MOSCOW (Reuters) - Spain midfielder Andres Iniesta called time on his remarkable international career after his team’s surprise World Cup exit at the hands of hosts Russia on Sunday.
The 34-year-old, who scored the winning goal at the 2010 World Cup final, won 133 caps in an international career spanning 12 years, during which he also won European championship titles in 2008 and 2012.
Iniesta admitted it was not the end he had wanted after he was left out of the starting line-up for the round-of-16 game.
“It’s reality that today has been my last match for the national team,” he told reporters. “Sometimes, the end does not happen the way you dreamed it would, and is instead marked by the circumstances.
“It’s bad, it’s tough,” he said. “It’s a difficult moment, one we have been through on various occasions — we weren’t capable of going that little bit extra.

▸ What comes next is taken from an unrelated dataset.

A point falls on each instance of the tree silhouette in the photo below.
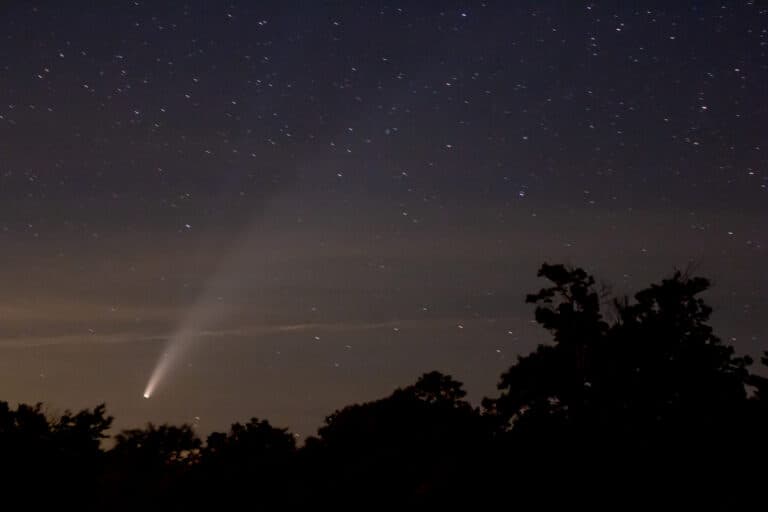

“The critics don’t matter so much; we are angry because we weren’t capable of taking another step and we didn’t rise to the occasion, despite trying everything. On a personal level, it wasn’t my dream farewell but these things happen in life.”
Iniesta said he had no complaints about being left on the bench by coach Fernando Hierro, before being brought on during the second half.
“I don’t feel hard done by. The coach takes decisions whether you agree with them or not. The coach understood that it was better that way.”
Hierro, meanwhile, praised Iniesta’s reaction.
“I want to extend my sincere thanks to an exemplary professional,” he said. “He is one of the best players in Spanish football history — I can’t say anything else.
“I give Andres a 10 for his behaviour and for understanding the situation. He went out as if it were his first game as a professional, helping his team mates.”